Le film, inspiré de l’histoire vraie de Margherita et Damiano Tercon, qui ont écrit ensemble le livre Mia sorella mi rompe le balle, paru en 2020, raconte l'histoire d'une jeune femme, Irene, qui travaille à Rome dans une grande entreprise de panneaux solaires et que sa mère (Maria Amelia Monti), à qui on vient d'annoncer qu'elle a le cancer, rappelle dans sa ville natale, Rimini, pour qu'elle s'occupe de son frère aîné quadragénaire, Omar, autiste. Après une difficile confrontation initiale, se retrouver va les amener tous les deux à une acceptation intérieure et à une découverte de soi. Ainsi va naître entre le frère et la sœur un lien authentique, plein d'empathie et de maturité. C’est, en définitive, la même trame que celle de Rain Man, qui, en 1988, nous fit découvrir l’existence du syndrome d’Asperger et valut un Oscar à Dustin Hoffman.
La vita da grandi, autrement très différent du road movie hollywoodien de Barry Levinson, fait évoluer ses personnages en province, entre les murs de leur maison, entourés de tantes et de grands-mères, et sur le littoral de la ville de Federico Fellini, dont le directeur de la photographie, Valerio Azzali, rend joliment la belle lumière hivernale. Le registre choisi par Scarano pour ce film est celui de la comédie. Elle met l'intrigue en scène avec sensibilité et empathie, en s’appuyant sur l’alchimie qui s’installe entre les deux héros. Dans un premier temps, Irene ne sait pas comment appréhender les petites bizarreries obstinées d’Omar, mais le souvenir qu'elle a d’elle-même quand elle était jeune et quand elle aspirait à devenir artiste de cabaret (un rêve vite réprimé au profit d’un travail et d’une vie “normaux”) l'amène à vouloir soutenir l'ambition de son frère de devenir un rappeur gangsta autiste. Ainsi, elle l’accompagne à Bologne pour les auditions d’une importante émission télévisée dédiée aux nouveaux talents, quitte à risquer une déception qui pourrait troubler l’équilibre d’Omar.
Cette entorse à la routine, qui se déploie dans un environnement télévisuel avec comme présence rassurante plusieurs visages connus du petit écran qui risquent cependant de voler la vedette à notre héros, est la seule “épreuve” à laquelle il est soumis dans ce voyage filmique.
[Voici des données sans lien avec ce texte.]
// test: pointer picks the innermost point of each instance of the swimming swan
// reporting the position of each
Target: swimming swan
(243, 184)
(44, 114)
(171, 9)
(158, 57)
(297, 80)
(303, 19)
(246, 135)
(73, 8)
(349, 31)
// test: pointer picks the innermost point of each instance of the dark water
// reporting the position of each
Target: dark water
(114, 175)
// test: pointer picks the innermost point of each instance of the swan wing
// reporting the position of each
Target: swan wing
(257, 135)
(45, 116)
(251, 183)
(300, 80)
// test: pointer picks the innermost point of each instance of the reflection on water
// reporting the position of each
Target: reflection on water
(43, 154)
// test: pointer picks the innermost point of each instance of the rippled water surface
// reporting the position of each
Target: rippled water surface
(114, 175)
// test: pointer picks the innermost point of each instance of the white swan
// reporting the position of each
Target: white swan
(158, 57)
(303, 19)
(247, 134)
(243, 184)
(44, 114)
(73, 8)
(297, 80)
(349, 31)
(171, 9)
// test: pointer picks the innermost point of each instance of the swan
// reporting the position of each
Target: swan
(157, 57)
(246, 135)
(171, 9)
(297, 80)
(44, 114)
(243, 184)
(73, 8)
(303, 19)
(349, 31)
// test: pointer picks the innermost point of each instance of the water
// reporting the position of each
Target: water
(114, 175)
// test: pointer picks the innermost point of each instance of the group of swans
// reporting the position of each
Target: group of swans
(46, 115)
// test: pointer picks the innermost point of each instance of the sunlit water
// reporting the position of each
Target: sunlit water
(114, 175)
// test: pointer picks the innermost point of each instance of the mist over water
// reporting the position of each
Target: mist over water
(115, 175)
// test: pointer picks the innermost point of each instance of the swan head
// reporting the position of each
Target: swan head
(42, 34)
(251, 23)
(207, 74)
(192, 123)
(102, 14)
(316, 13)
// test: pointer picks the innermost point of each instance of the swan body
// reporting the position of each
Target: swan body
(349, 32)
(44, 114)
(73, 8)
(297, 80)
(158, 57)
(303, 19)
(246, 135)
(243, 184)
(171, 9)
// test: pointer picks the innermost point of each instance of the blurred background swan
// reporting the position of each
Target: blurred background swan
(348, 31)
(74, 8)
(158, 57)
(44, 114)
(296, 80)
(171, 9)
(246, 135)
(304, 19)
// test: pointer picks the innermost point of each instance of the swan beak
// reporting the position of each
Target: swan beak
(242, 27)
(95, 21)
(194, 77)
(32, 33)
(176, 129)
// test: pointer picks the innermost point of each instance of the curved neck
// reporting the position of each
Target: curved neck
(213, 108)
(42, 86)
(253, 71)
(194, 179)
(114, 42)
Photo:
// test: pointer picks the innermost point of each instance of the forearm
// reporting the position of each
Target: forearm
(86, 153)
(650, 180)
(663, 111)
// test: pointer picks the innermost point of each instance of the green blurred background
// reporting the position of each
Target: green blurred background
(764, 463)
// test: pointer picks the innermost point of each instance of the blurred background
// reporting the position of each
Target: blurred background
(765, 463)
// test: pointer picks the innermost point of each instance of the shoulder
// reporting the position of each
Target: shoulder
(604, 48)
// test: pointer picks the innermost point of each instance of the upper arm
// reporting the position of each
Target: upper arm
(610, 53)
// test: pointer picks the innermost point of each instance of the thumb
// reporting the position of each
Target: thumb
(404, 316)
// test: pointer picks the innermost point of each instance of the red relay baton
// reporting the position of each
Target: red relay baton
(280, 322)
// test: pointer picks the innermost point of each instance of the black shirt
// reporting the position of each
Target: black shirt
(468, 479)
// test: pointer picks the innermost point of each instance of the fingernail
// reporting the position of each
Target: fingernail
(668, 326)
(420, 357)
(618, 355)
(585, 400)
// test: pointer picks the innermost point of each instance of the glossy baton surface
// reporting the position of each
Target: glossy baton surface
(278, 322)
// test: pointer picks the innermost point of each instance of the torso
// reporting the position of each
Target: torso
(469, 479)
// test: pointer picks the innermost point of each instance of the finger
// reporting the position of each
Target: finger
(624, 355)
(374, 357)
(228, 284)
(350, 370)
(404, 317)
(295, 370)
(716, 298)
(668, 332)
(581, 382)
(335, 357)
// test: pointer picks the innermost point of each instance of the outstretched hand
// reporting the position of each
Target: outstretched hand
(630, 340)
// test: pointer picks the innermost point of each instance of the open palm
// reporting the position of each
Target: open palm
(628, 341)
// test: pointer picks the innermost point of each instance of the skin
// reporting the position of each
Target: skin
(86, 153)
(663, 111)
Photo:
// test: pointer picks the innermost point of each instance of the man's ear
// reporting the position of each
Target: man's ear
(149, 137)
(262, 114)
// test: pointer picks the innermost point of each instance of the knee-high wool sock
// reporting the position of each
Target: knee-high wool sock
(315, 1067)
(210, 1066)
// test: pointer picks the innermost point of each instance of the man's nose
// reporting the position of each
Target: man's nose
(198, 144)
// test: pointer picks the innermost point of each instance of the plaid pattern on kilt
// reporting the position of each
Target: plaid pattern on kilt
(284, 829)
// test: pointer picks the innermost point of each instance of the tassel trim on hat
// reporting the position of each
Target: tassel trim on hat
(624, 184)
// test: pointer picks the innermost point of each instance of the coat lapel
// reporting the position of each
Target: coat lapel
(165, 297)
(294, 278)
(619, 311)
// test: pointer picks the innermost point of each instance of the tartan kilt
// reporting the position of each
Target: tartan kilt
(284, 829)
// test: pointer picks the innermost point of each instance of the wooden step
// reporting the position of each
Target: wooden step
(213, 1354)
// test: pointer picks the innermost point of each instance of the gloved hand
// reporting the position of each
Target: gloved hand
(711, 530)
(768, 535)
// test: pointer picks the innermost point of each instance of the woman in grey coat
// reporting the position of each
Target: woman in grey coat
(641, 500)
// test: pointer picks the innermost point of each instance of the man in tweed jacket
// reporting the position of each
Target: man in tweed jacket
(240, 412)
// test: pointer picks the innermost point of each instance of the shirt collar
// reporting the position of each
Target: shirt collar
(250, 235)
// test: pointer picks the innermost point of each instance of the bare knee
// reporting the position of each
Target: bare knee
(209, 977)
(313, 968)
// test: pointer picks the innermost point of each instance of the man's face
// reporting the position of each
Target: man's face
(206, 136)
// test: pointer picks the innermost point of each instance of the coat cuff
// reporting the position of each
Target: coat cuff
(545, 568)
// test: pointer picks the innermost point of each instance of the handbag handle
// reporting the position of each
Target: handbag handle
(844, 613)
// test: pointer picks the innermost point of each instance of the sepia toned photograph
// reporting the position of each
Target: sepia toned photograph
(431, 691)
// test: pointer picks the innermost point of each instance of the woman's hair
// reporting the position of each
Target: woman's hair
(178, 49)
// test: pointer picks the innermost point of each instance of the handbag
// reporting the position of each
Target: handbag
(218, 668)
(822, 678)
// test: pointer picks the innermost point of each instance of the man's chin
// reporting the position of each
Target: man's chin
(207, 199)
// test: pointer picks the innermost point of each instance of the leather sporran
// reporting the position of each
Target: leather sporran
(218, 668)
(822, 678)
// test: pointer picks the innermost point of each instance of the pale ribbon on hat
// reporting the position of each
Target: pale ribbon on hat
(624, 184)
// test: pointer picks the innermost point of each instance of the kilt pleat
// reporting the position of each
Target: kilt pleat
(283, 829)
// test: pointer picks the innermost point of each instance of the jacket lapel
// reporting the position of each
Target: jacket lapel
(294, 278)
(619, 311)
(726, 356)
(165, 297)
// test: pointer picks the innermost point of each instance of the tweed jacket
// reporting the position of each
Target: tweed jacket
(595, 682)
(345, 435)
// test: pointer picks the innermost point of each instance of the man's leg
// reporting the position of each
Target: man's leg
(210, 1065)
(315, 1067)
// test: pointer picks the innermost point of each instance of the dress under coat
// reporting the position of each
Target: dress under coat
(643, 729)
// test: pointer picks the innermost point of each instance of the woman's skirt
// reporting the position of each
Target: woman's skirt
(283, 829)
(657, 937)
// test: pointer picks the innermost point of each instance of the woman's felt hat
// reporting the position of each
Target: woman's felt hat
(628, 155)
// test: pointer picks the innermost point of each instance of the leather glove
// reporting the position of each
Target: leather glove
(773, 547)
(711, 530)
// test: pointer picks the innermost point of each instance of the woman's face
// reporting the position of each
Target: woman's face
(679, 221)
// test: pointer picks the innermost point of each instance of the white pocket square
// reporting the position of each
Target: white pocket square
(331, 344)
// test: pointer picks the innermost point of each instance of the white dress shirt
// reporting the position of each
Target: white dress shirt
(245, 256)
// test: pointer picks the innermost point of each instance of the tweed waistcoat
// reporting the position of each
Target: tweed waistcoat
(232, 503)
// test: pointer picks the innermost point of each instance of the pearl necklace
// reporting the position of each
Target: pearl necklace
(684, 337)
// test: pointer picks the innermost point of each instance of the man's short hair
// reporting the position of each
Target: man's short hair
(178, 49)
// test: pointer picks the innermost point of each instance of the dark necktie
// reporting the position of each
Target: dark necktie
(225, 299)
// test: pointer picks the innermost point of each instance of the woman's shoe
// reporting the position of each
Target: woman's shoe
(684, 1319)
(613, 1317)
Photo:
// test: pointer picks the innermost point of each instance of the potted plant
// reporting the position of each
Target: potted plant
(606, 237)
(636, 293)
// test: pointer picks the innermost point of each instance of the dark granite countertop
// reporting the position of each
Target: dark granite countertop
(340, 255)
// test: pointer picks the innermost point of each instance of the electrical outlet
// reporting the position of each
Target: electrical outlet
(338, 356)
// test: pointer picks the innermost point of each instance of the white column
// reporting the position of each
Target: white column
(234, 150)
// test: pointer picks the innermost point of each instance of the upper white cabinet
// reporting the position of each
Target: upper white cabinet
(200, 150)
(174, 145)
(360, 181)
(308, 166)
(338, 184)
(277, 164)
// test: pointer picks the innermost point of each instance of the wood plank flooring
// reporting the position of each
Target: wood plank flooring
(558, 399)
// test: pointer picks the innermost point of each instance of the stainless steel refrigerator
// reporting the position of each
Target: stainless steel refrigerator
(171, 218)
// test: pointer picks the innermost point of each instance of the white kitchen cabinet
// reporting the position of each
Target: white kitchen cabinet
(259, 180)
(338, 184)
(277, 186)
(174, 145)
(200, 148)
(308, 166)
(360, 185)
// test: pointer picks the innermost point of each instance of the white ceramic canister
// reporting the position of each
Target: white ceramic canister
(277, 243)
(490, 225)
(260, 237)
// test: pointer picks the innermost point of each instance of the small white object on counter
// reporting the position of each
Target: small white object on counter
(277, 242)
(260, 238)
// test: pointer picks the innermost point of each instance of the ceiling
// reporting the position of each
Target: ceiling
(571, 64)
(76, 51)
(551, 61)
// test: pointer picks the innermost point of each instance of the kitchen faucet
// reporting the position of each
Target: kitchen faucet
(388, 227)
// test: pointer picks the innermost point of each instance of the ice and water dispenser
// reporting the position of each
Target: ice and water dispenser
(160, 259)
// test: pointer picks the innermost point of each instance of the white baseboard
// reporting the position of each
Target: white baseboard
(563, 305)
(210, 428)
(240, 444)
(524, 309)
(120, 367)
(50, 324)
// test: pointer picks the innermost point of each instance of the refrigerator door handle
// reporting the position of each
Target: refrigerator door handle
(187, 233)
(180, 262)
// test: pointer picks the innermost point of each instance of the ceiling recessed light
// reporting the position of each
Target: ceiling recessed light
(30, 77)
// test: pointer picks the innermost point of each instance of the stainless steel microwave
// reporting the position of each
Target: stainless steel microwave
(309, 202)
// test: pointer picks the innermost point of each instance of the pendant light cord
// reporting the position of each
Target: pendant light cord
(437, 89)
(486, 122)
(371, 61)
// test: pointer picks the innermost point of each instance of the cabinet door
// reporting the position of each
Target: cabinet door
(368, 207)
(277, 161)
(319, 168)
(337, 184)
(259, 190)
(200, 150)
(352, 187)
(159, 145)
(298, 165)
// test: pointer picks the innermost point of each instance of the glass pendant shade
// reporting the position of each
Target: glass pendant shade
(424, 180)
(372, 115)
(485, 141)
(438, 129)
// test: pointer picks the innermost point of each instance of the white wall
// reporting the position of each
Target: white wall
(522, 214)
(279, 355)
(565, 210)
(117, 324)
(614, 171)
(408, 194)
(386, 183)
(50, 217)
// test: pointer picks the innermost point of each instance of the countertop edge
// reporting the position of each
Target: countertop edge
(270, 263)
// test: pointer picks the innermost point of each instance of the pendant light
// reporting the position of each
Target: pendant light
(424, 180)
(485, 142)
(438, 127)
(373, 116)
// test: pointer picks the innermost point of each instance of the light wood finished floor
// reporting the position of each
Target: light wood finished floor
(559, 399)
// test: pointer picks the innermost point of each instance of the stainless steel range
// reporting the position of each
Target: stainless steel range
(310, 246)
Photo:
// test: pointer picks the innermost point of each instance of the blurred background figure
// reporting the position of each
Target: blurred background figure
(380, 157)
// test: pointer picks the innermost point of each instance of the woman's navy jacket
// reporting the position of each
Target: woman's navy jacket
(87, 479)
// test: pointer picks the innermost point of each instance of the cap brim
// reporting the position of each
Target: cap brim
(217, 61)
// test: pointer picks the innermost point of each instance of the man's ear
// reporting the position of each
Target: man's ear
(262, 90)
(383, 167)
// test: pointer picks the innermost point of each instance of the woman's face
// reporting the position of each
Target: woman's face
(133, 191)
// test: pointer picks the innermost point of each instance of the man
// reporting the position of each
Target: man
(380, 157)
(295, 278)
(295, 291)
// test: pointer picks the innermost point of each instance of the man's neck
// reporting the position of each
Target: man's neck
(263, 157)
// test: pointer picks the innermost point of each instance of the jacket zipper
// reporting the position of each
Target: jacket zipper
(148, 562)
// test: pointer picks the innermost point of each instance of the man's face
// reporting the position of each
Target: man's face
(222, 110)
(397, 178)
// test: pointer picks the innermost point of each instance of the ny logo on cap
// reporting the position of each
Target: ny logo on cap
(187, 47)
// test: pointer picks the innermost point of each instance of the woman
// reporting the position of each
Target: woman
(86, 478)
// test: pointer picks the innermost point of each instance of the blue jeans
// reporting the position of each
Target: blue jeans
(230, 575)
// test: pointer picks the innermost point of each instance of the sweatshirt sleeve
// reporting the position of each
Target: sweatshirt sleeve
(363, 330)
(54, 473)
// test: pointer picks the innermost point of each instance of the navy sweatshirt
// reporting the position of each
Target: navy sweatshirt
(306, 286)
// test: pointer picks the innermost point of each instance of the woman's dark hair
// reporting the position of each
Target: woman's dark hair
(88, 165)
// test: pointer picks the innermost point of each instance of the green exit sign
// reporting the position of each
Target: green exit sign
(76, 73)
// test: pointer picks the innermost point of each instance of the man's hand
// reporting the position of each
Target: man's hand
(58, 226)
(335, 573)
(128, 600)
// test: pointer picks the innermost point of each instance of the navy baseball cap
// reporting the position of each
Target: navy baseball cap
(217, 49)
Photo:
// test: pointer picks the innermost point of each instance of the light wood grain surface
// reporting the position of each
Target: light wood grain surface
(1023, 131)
Au-delà d'une petite mésaventure d’Omar avec un voleur à l’arrachée, le scénario, assez plat (signé par Sofia Assirelli, Tieta Madia et Scarano), n’offre pas les moments dramatiques auxquels on pourrait s'attendre au vu du sujet. Comme le suggère le sous-titre du livre dont le film s’inspire, “Une histoire d’autisme normal”, la différence d’Omar relève d’une neurodiversité légère (et le film ne fait que discrètement allusion à d’anciennes tentatives de suicide). Son comportement ne trouble jamais le spectateur. Il ne s’agit pas ici de normaliser la maladie mentale, mais de n’en montrer que les aspects les plus comiques et “heureux” en évitant ses aspects plus difficiles, ceux que de nombreuses familles affrontent courageusement au quotidien, et que beaucoup de films sur la neurodiversité nous montrent. Ce premier film derrière la caméra de Greta Scarano offre au spectateur une intéressante réflexion sur la responsabilité, les liens familiaux et conscience qu'on a des choses, mais la singularité et la diversité y sont largement atténués.
La vita da grandi a été produit par Groenlandia et Halong avec Rai Cinema, en collaboration avec Netflix. Les ventes internationales du film ont été confiées à Rai Cinema International Distribution.